Caroline Ménard e seus colegas descobriram, em um estudo com camundongos, que o estresse crônico e a inflamação causavam vazamentos na barreira hematoencefálica em áreas específicas envolvidas na depressão, como o núcleo accumbens, uma estrutura-chave no corpo estriado ventral. Quando os pesquisadores examinaram o núcleo accumbens no tecido cerebral pós-morte de pacientes deprimidos do sexo masculino em um estudo de 2020, eles encontraram alterações moleculares semelhantes na barreira hematoencefálica.

Curiosamente, existem diferenças sexuais em como a inflamação afeta a barreira hematoencefálica. Quando os pesquisadores realizaram experimentos semelhantes em camundongos fêmeas em um estudo de 2022, descobriram que o estresse social crônico fazia com que a barreira hematoencefálica vazasse em uma parte diferente do cérebro – o córtex pré-frontal, um centro relacionado ao humor.
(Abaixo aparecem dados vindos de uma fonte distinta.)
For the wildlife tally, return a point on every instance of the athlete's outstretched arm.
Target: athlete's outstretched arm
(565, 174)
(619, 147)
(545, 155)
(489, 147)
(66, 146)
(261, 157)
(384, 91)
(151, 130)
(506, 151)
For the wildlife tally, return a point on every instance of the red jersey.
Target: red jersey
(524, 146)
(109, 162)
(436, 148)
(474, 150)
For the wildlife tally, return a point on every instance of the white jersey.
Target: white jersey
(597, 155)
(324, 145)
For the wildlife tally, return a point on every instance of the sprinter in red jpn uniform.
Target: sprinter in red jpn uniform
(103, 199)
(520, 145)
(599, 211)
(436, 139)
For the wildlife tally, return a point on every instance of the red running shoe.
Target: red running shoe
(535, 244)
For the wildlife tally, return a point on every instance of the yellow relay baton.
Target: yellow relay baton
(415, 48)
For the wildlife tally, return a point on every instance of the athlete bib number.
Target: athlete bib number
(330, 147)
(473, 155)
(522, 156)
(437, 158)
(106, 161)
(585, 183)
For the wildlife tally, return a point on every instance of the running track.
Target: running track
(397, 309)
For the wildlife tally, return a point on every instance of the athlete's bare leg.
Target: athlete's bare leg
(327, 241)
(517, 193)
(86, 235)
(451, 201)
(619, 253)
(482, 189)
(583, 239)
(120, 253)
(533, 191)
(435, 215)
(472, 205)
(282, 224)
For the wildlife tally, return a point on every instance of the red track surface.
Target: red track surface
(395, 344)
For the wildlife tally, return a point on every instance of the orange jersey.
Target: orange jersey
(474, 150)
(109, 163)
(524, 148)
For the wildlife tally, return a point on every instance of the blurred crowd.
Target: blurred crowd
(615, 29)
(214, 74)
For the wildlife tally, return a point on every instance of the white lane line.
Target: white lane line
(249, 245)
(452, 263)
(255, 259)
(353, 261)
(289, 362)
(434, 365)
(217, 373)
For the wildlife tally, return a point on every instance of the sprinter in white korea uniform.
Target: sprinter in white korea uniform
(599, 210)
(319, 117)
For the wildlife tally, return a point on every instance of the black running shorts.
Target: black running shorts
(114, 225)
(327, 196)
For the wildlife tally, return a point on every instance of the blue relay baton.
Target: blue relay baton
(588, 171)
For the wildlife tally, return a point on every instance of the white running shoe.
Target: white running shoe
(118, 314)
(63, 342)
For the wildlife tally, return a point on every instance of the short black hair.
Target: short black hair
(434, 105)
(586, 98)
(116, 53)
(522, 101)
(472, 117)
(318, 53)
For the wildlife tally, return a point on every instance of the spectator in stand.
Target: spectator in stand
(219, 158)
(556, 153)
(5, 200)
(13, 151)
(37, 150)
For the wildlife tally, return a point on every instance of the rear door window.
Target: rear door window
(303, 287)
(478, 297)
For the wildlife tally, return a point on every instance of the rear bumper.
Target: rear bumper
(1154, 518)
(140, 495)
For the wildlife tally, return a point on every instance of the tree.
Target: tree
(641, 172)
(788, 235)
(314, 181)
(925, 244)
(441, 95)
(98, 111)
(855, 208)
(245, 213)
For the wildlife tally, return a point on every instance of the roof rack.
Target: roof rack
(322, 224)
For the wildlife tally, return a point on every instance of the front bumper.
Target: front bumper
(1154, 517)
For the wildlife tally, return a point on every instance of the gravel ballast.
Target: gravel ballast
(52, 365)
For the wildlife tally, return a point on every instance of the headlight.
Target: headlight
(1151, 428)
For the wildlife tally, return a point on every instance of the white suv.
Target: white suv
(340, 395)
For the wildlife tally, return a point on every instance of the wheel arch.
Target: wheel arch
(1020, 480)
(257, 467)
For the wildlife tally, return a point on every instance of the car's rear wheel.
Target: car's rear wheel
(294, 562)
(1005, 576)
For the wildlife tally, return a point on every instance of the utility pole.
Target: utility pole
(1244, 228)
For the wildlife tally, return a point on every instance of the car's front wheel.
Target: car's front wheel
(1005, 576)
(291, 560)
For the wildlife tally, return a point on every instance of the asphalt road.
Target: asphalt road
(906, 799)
O tecido cerebral pós-morte de mulheres deprimidas exibiu alterações vasculares semelhantes na barreira hematoencefálica perto do córtex pré-frontal.

Esses resultados sugerem um possível mecanismo de como a inflamação, um processo de corpo inteiro, pode afetar certas partes do cérebro relevantes para a depressão, como o estriado ventral e o córtex pré-frontal, mais do que outras: uma barreira hematoencefálica com vazamento pode causar alterações neuroinflamatórias para neurônios próximos no circuito de recompensa.

O envolvimento coordenado dos sistemas imunológico, vascular e nervoso também ressalta que a depressão é um problema de corpo inteiro que requer uma abordagem de corpo inteiro para resolvê-lo. “Acho que precisamos pensar fora da caixa, que é o cérebro e os neurônios”, disse Ménard. “Quando você está estressado, sente isso em todo o corpo, não apenas no cérebro.”

O tratamento da inflamação pode tratar a depressão?

Se a inflamação pode induzir ou exacerbar a depressão e seus sintomas, a redução da inflamação pode proporcionar alívio.

Mesmo que a inflamação seja um modificador da doença e não a causa do problema, “você precisa cuidar dela para poder fazer com que sua terapêutica funcione para restaurar seus circuitos e o que está acontecendo na mente”, disse Eleonore Beurel, professor de psiquiatria e ciências comportamentais na Escola de Medicina Miller da Universidade de Miami.

Drogas anti-inflamatórias, usadas sozinhas ou em conjunto com um antidepressivo padrão, podem ajudar alguns pacientes deprimidos. Uma meta-análise de 2019 abrangendo quase 10 mil pacientes de 36 ensaios clínicos randomizados descobriu que diferentes agentes anti-inflamatórios, incluindo AINEs, inibidores de citocinas e estatinas, podem melhorar os sintomas depressivos. Mas alguns grandes ensaios clínicos recentes testando medicamentos anti-inflamatórios não encontraram nenhum impacto perceptível em pacientes deprimidos.

Parte da questão é que os tratamentos anti-inflamatórios devem visar apenas pacientes com inflamação elevada – e não ser usados como uma abordagem única, porque a depressão é muito heterogênea. A maioria dos ensaios clínicos não é projetada para comparar os níveis de inflamação dos pacientes, mas as análises post-hoc sugerem que os anti-inflamatórios têm o maior efeito em pacientes deprimidos com inflamação, disse Miller. Por exemplo, um estudo randomizado controlado conduzido por Miller e Raison descobriu que dar um inibidor de citocinas para pacientes com depressão resistente ao tratamento ajudou apenas aqueles com inflamação elevada.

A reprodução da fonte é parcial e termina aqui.